Alcibiades grants Socrates that what he had just said was indeed the best practice when it comes to prayers, but surprisingly, Socrates continues by saying that they shouldn't dismiss ignorance so quickly, and cites by way of example, the ignorance of bad things. If one for example was to commit a murder but couldn't remember the face of their future victim, then this type of ignorance can actually be considered good, so that, for those predisposed towards evil, ignorance is preferable than knowledge. If knowledge is partial, and is not a part of wisdom, which includes where and how this knowledge is to be practiced, then it can be dangerous. The orators then who go around Athens encouraging its citizens towards or against war, and to the degree they cannot describe the precise length or ideal location of this war, are acting as fools despite being knowledgeable in war's theories. For all these reasons Socrates concludes, it is wiser to copy the Spartans who, according to this dialogue, pray simply and in private (149a) while remaining victorious in battle and postpone the sacrifice that Alcibiades was planning until his head is clearer and he can distinguish more readily between good and evil (150e).
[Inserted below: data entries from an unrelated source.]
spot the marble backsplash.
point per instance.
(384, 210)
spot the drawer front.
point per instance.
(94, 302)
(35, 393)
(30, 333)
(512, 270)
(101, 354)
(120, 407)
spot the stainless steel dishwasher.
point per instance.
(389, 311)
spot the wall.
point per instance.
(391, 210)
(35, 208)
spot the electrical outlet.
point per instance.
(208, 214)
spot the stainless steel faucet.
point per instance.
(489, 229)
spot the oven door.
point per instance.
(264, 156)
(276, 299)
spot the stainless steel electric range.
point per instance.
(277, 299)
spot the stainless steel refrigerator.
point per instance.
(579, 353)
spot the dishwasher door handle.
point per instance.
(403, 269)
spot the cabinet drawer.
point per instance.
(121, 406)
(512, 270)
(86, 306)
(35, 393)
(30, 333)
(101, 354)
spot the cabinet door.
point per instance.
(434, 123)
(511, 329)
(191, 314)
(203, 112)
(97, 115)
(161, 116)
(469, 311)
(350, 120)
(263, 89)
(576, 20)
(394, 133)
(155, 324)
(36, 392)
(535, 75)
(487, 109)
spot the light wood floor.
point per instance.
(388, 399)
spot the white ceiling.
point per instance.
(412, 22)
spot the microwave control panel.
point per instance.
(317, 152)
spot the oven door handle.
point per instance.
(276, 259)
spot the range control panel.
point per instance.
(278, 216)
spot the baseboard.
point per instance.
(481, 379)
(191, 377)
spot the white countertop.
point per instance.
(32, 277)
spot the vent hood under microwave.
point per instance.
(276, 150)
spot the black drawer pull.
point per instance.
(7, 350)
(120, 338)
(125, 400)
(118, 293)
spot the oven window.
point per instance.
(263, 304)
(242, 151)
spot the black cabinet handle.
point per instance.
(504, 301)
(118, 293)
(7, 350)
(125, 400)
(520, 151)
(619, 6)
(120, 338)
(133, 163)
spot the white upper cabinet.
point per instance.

Alcibiades agrees and thanks Socrates, offering his garland crown to him. Socrates accepts and recalls of a similar in one of Euripides plays, where the seer Tiresias is likewise crowned for his wisdom, while the "wave-tossed" (ἐν κλύδωνι κείμεθ) king considers it a good omen. In similar fashion, Socrates, famously in love with young Alcibiades, and feeling likewise "wave-tossed" wants to consider this "coronation" a good omen and "would like to come off victorious over your lovers" (151c).